A captive-breeding programme for the locally extinct roe deer was initiated and an enclosure has been built on site, so they can be released into the forest in the near future. The roe deer is adapted to local forest habitat, and feeds on a variety of trees, shrubs and grasses.

The rich Mediterranean-like forests that covered the Ajloun area provided an ideal habitat for millennia. However, deforestation and desertification over the past 200 years led to the decline in numbers of the roe deer. Three roe deer were introduced to the captive breeding enclosure in Ajloun in 1988, from a similar habitat in Turkey.

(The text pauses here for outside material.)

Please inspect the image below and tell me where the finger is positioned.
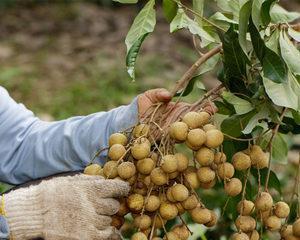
[93,179,130,198]
[93,197,120,216]
[145,88,172,103]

Today, there are sixteen roe deer at Ajloun. The Persian Fallow Deer is another species that was once common in Jordan. This animal probably became extinct by the beginning of the 20th century and its re-introduction is now being pursued.

The Castle

Ajloun’s Castle (Qal’at Ar-Rabad) was built by one of Saladin’s generals in 1184 to control the iron mines of Ajloun, and to deter the Franks from invading Ajloun. Ajloun Castle dominated the three main routes leading to the Jordan valley and protected the trade and commercial routes between Jordan and Syria, it became an important link in the defensive chain against the Crusaders, who, unsuccessfully spend decades trying to capture the castle and the nearby village.